既に自身の悩みの多くを容姿で占めていても、それでも摂食障害にならない人もいるのです。
違いとして考えられるのは「心理的要因」だと思います。年齢・環境などの変化で心理的要因は変わっていきます。
例:「若い頃のダイエットを大人になってスタートしたら摂食障害になった」という事もあります。自分の心が容姿とは違う理由で病んでしまっても、それがバイアスとなって、見た目に執着・依存させていきます。
たまたま、本人の心が「他に心の満たし方を知っている」「自信が与えられる環境がある」など、他の選択肢を持っていて選択できる状態なんだと思います。
言い換えれば、偶然です。摂食障害という病気は「誰でも・いつでもなり得る病気」なので、私は大丈夫。という心でダイエットや食事制限をスタートして欲しくありません。

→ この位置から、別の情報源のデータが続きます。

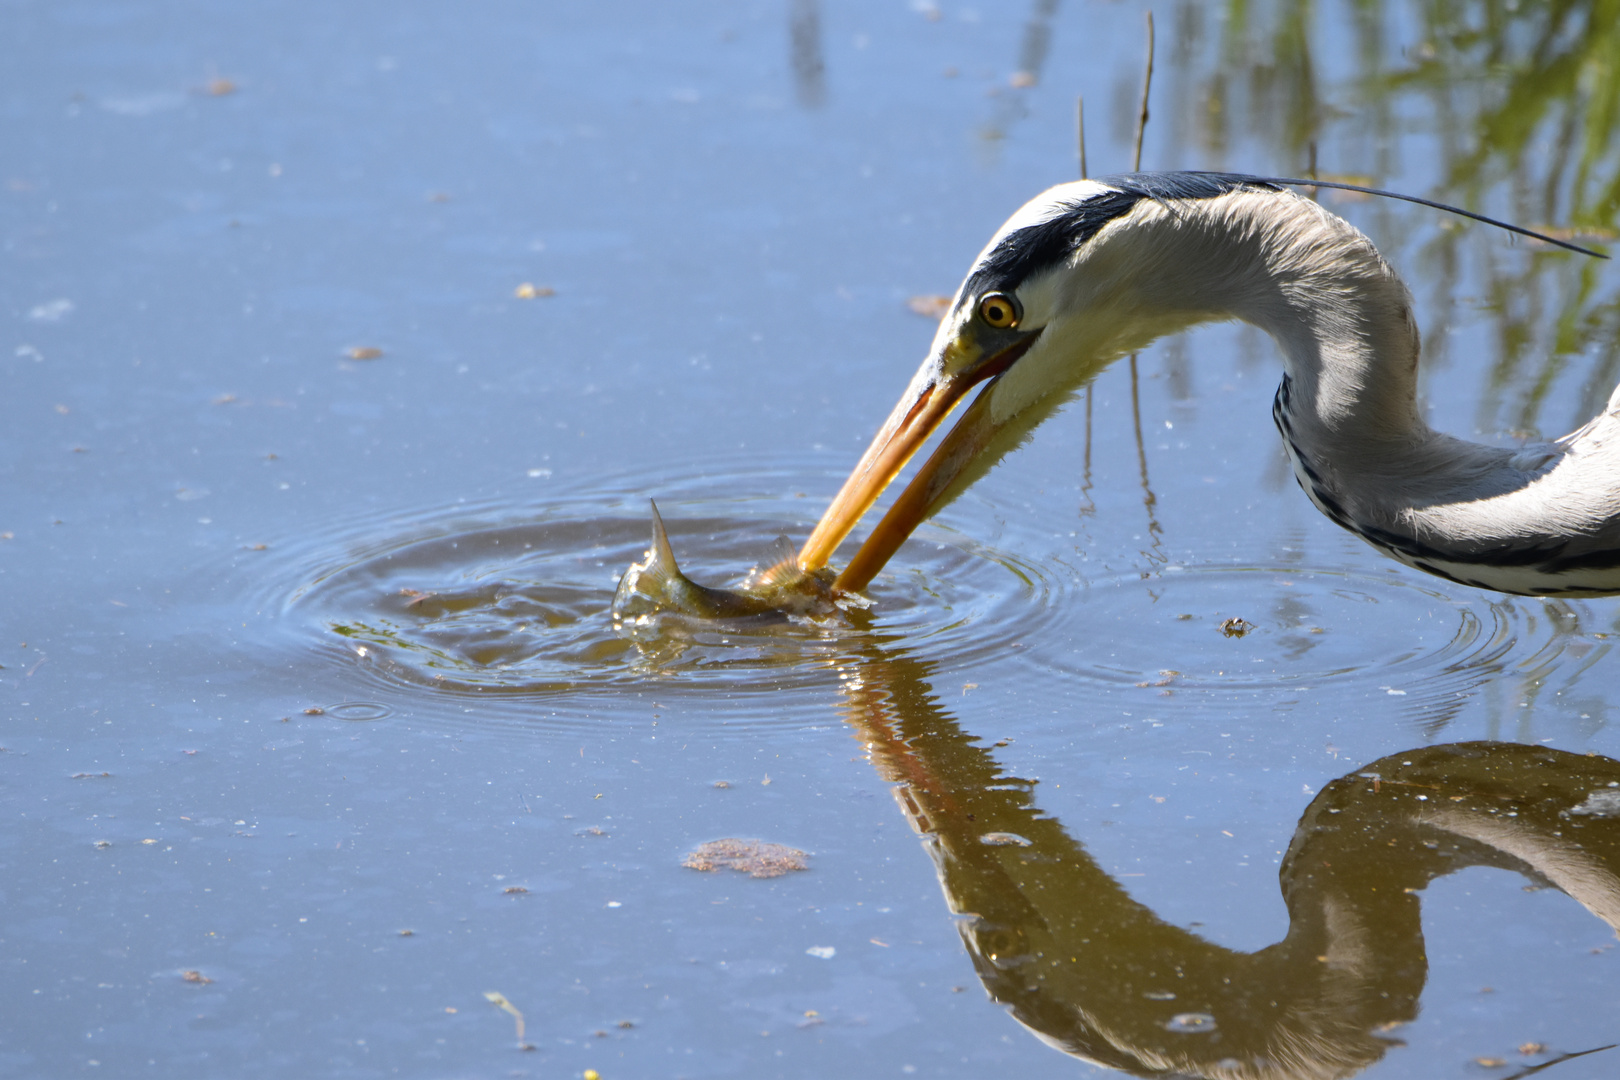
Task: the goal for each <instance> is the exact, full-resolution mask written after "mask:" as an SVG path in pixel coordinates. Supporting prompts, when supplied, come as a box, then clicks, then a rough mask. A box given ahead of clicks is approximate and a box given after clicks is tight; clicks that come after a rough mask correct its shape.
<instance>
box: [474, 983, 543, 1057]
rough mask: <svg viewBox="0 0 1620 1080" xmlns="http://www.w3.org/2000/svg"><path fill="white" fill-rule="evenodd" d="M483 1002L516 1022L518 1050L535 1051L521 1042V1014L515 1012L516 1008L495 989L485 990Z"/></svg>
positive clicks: (486, 989)
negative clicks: (518, 1049) (501, 1010)
mask: <svg viewBox="0 0 1620 1080" xmlns="http://www.w3.org/2000/svg"><path fill="white" fill-rule="evenodd" d="M484 1001H488V1002H489V1004H491V1006H496V1007H497V1009H501V1010H502V1012H505V1014H510V1017H512V1020H515V1022H517V1046H518V1049H535V1048H533V1046H530V1044H528V1043H525V1041H523V1014H522V1012H518V1010H517V1006H514V1004H512V1002H510V1001H507V999H505V994H502V993H501V991H497V989H486V991H484Z"/></svg>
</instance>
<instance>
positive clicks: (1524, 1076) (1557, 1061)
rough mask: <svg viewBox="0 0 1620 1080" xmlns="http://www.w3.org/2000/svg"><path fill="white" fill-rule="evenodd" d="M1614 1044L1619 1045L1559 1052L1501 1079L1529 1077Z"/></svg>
mask: <svg viewBox="0 0 1620 1080" xmlns="http://www.w3.org/2000/svg"><path fill="white" fill-rule="evenodd" d="M1615 1046H1620V1043H1610V1044H1609V1046H1594V1048H1592V1049H1578V1051H1575V1052H1573V1054H1560V1056H1558V1057H1554V1059H1552V1061H1544V1062H1541V1064H1539V1065H1531V1067H1529V1069H1526V1070H1524V1072H1515V1074H1513V1075H1511V1077H1503V1080H1521V1077H1529V1075H1533V1074H1537V1072H1541V1070H1542V1069H1552V1067H1554V1065H1562V1064H1563V1062H1567V1061H1570V1059H1573V1057H1586V1056H1588V1054H1596V1052H1599V1051H1605V1049H1614V1048H1615Z"/></svg>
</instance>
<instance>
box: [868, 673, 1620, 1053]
mask: <svg viewBox="0 0 1620 1080" xmlns="http://www.w3.org/2000/svg"><path fill="white" fill-rule="evenodd" d="M928 675H930V665H928V664H923V662H920V661H915V659H910V657H904V656H897V657H894V656H885V657H875V659H870V661H865V662H860V664H855V665H851V667H847V669H846V670H844V696H846V708H844V711H846V719H847V722H849V724H851V727H854V729H855V735H857V738H860V740H862V742H863V743H865V745H867V748H868V751H870V755H872V759H873V764H875V766H876V767H878V771H880V772H881V774H883V776H885V779H888V780H893V782H894V784H896V787H894V797H896V800H897V801H899V805H901V810H902V811H904V813H906V818H907V819H909V821H910V824H912V827H914V829H915V831H917V832H919V836H920V837H922V840H923V848H925V850H927V852H928V855H930V857H932V858H933V861H935V870H936V873H938V876H940V884H941V886H943V889H944V897H946V904H948V905H949V908H951V912H953V913H956V915H957V916H959V920H957V926H959V931H961V936H962V944H964V947H966V949H967V952H969V955H970V957H972V962H974V967H975V968H977V973H978V978H980V980H982V981H983V984H985V989H987V991H988V993H990V996H991V997H993V999H995V1001H996V1002H1000V1004H1003V1006H1006V1007H1009V1010H1011V1012H1013V1015H1014V1018H1017V1020H1019V1023H1022V1025H1024V1027H1027V1028H1029V1030H1030V1031H1034V1033H1035V1035H1037V1036H1038V1038H1042V1040H1043V1041H1047V1043H1048V1044H1051V1046H1056V1048H1058V1049H1061V1051H1064V1052H1068V1054H1072V1056H1076V1057H1082V1059H1087V1061H1090V1062H1095V1064H1100V1065H1106V1067H1111V1069H1118V1070H1123V1072H1126V1074H1132V1075H1139V1077H1166V1075H1176V1077H1209V1078H1217V1077H1218V1078H1221V1080H1231V1078H1238V1077H1243V1078H1247V1080H1307V1078H1309V1080H1317V1078H1322V1077H1349V1075H1353V1074H1356V1072H1361V1070H1364V1069H1367V1067H1371V1065H1372V1064H1375V1062H1377V1061H1379V1059H1382V1057H1383V1054H1385V1052H1387V1051H1388V1049H1390V1046H1396V1044H1400V1043H1398V1040H1395V1038H1393V1036H1390V1035H1387V1031H1388V1030H1390V1028H1392V1027H1395V1025H1400V1023H1403V1022H1408V1020H1413V1018H1414V1017H1416V1015H1417V1004H1419V996H1421V993H1422V988H1424V981H1426V978H1427V960H1426V952H1424V934H1422V920H1421V918H1419V900H1421V899H1419V894H1421V891H1422V889H1424V887H1426V886H1427V884H1429V882H1432V881H1435V879H1437V878H1442V876H1445V874H1450V873H1455V871H1460V870H1464V868H1469V866H1497V868H1505V870H1516V871H1520V873H1526V874H1531V876H1533V879H1534V882H1536V884H1539V886H1547V884H1549V882H1550V884H1552V886H1554V887H1557V889H1560V891H1563V892H1565V894H1568V895H1570V897H1573V899H1575V900H1576V902H1579V904H1581V905H1583V907H1584V908H1586V910H1588V912H1591V913H1592V915H1596V916H1597V918H1599V920H1602V921H1605V923H1609V925H1610V926H1620V795H1615V792H1617V790H1620V761H1614V759H1610V758H1601V756H1584V755H1575V753H1567V751H1562V750H1550V748H1544V746H1526V745H1520V743H1494V742H1473V743H1452V745H1442V746H1426V748H1419V750H1409V751H1405V753H1400V755H1392V756H1388V758H1382V759H1379V761H1375V763H1372V764H1369V766H1366V767H1362V769H1358V771H1356V772H1351V774H1348V776H1345V777H1341V779H1338V780H1333V782H1332V784H1327V785H1325V787H1324V789H1322V792H1320V793H1319V795H1317V797H1315V798H1314V800H1312V801H1311V805H1309V806H1307V808H1306V811H1304V814H1302V816H1301V819H1299V826H1298V829H1296V832H1294V837H1293V842H1291V844H1290V847H1288V853H1286V857H1285V858H1283V865H1281V874H1280V879H1281V891H1283V900H1285V904H1286V907H1288V918H1290V926H1288V934H1286V936H1285V938H1283V939H1281V941H1278V942H1277V944H1272V946H1268V947H1265V949H1259V950H1255V952H1238V950H1233V949H1226V947H1221V946H1217V944H1212V942H1209V941H1205V939H1204V938H1200V936H1197V934H1196V933H1192V931H1189V929H1186V928H1183V926H1178V925H1173V923H1168V921H1165V920H1162V918H1160V916H1158V915H1155V913H1153V912H1152V910H1150V908H1149V907H1145V905H1144V904H1140V902H1137V900H1134V899H1132V897H1131V894H1129V892H1128V891H1126V889H1124V887H1123V886H1121V884H1119V882H1118V881H1116V879H1115V878H1113V876H1111V874H1110V873H1108V871H1106V870H1103V868H1102V866H1100V865H1098V863H1097V860H1093V858H1092V857H1090V855H1089V853H1087V850H1085V848H1084V847H1082V845H1081V844H1079V842H1077V840H1076V839H1072V837H1071V836H1069V834H1068V832H1066V831H1064V829H1063V826H1061V823H1059V821H1056V819H1055V818H1051V816H1048V814H1043V813H1042V811H1040V808H1038V806H1037V805H1035V798H1034V790H1035V789H1034V785H1032V784H1029V782H1024V780H1019V779H1016V777H1011V776H1008V774H1004V772H1003V771H1001V767H1000V766H998V764H996V763H995V759H993V758H991V755H990V753H988V751H987V750H985V748H983V743H980V742H975V740H974V738H972V735H970V733H969V732H964V730H962V727H961V725H959V724H957V721H956V719H954V717H953V716H951V714H949V712H946V711H944V709H943V708H941V706H940V704H938V701H936V698H935V695H933V691H932V688H930V685H928ZM1610 785H1615V787H1610ZM1440 915H1443V913H1442V912H1432V913H1430V916H1440ZM1503 918H1507V916H1503ZM1481 929H1482V928H1474V933H1479V931H1481ZM1602 1049H1607V1048H1602ZM1583 1052H1596V1051H1583ZM1571 1056H1575V1054H1571ZM1549 1064H1550V1062H1549Z"/></svg>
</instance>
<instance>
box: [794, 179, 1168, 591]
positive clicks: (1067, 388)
mask: <svg viewBox="0 0 1620 1080" xmlns="http://www.w3.org/2000/svg"><path fill="white" fill-rule="evenodd" d="M1142 198H1145V193H1144V191H1140V189H1139V188H1132V186H1129V185H1126V186H1121V185H1119V183H1111V181H1092V180H1082V181H1079V183H1069V185H1061V186H1058V188H1051V189H1050V191H1045V193H1043V194H1040V196H1037V198H1035V199H1032V201H1030V202H1027V204H1025V206H1024V207H1022V209H1019V210H1017V212H1016V214H1014V215H1013V217H1011V219H1008V222H1006V223H1004V225H1003V227H1001V228H1000V230H998V232H996V235H995V236H993V238H991V240H990V243H988V244H987V246H985V249H983V251H982V253H980V254H978V257H977V259H975V261H974V267H972V269H970V270H969V274H967V279H966V280H964V282H962V287H961V288H959V290H957V293H956V300H954V301H953V303H951V308H949V311H948V313H946V316H944V319H943V321H941V322H940V330H938V334H936V335H935V340H933V348H930V351H928V358H927V359H925V361H923V363H922V366H920V368H919V369H917V374H915V376H914V377H912V382H910V385H909V387H907V390H906V393H904V395H902V397H901V400H899V403H897V405H896V406H894V410H893V411H891V413H889V418H888V421H885V424H883V426H881V427H880V429H878V434H876V437H875V439H873V440H872V445H870V447H868V449H867V452H865V453H863V455H862V458H860V461H859V463H857V465H855V470H854V471H852V473H851V476H849V479H847V481H844V487H842V489H841V491H839V494H838V497H834V500H833V504H831V505H829V507H828V510H826V513H825V515H823V517H821V521H820V523H818V525H816V528H815V531H813V533H812V534H810V539H808V541H805V546H804V549H802V551H800V552H799V559H800V563H804V565H805V567H807V568H818V567H823V565H826V562H828V559H831V555H833V552H834V551H836V549H838V546H839V544H841V542H842V541H844V538H846V536H849V533H851V531H852V529H854V528H855V525H857V523H859V521H860V518H862V515H865V512H867V510H868V508H870V507H872V504H873V502H876V499H878V495H880V494H883V489H885V487H886V486H888V484H889V481H893V479H894V478H896V476H897V474H899V471H901V470H902V468H904V466H906V463H907V461H909V460H910V457H912V455H914V453H915V452H917V450H919V449H920V447H922V444H923V442H925V440H927V439H928V436H932V434H933V432H935V431H936V429H938V427H940V426H941V424H943V423H944V419H946V416H949V415H951V411H953V410H954V408H956V406H957V405H959V403H961V402H962V400H964V398H966V397H967V393H969V390H972V389H975V387H983V390H980V393H978V397H977V398H975V400H974V403H972V406H969V410H967V411H966V413H964V415H962V418H961V419H959V421H957V423H956V426H954V427H953V429H951V432H949V434H946V436H944V439H943V440H941V442H940V445H938V447H936V449H935V452H933V455H932V457H930V458H928V461H927V463H925V465H923V466H922V468H920V470H919V473H917V476H914V478H912V481H910V484H907V487H906V491H904V492H902V494H901V495H899V499H897V500H896V502H894V505H893V507H891V508H889V512H888V513H886V515H885V518H883V520H881V523H880V525H878V526H876V529H873V533H872V536H870V538H868V539H867V541H865V544H862V547H860V551H859V552H857V554H855V557H854V559H852V560H851V563H849V567H846V568H844V572H842V573H841V575H839V580H838V586H839V588H842V589H859V588H863V586H865V585H867V583H868V581H870V580H872V576H873V575H875V573H876V572H878V570H880V568H881V567H883V563H885V562H888V559H889V555H893V554H894V551H896V549H897V547H899V546H901V542H904V539H906V538H907V536H910V533H912V531H914V529H915V528H917V525H920V523H922V521H923V520H925V518H928V517H930V515H932V513H933V512H935V510H938V508H940V507H943V505H944V504H946V502H949V500H951V499H954V497H956V494H957V492H961V491H962V489H964V487H967V486H969V484H970V483H972V481H975V479H977V478H978V476H982V474H983V473H985V471H987V470H988V468H990V465H993V463H995V461H996V460H1000V457H1001V455H1003V453H1006V452H1008V450H1011V449H1013V447H1014V445H1017V442H1019V440H1022V437H1024V436H1027V434H1029V431H1030V429H1032V427H1034V426H1035V424H1037V423H1038V421H1040V419H1043V418H1045V416H1047V415H1048V413H1050V411H1051V410H1053V408H1056V405H1058V403H1059V402H1061V400H1063V397H1064V395H1063V390H1068V389H1069V385H1071V384H1072V382H1074V381H1076V376H1074V371H1072V364H1071V363H1068V361H1069V358H1071V356H1069V355H1071V353H1072V340H1069V338H1071V337H1072V335H1071V334H1069V330H1071V329H1072V325H1074V322H1076V321H1077V317H1079V316H1081V314H1082V311H1084V309H1085V308H1089V306H1092V304H1089V303H1087V301H1085V296H1087V290H1084V288H1076V285H1077V282H1082V280H1084V279H1087V277H1095V275H1097V272H1100V270H1093V272H1092V274H1087V272H1085V267H1082V266H1081V264H1082V262H1084V261H1085V257H1087V254H1089V253H1087V243H1089V241H1090V240H1092V238H1093V236H1095V235H1097V233H1098V232H1102V228H1103V227H1105V225H1108V223H1110V222H1113V220H1115V219H1119V217H1121V215H1124V214H1128V212H1129V210H1131V209H1132V207H1134V206H1136V204H1137V202H1139V201H1140V199H1142ZM1042 403H1045V408H1042V406H1040V405H1042Z"/></svg>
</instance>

もし、自分の今の食生活や容姿に対する「こだわり(マイルール)」があって自分との約束が多く守る事に心労があるなら、カウンセリングや友人に相談するなど、客観的になる時間として心と向き合って欲しいと思います。
最後に
身近に、容姿について深く悩んでいる方がいたら教えてあげられる自分で在りたいと思います。お節介でも、優しさは必要だと思います。ちょっとした気遣いが、救いになるのです。
自覚の中に「偏り」があるなら、引き返せる時に引き返して下さい。心理的要因である「生き辛さ」と向き合って、容姿で紛らわさなくても大丈夫だと自分に教えてあげて下さい。
今回は発症の原因や要因についてシェアしました。参考になればいいなと思います。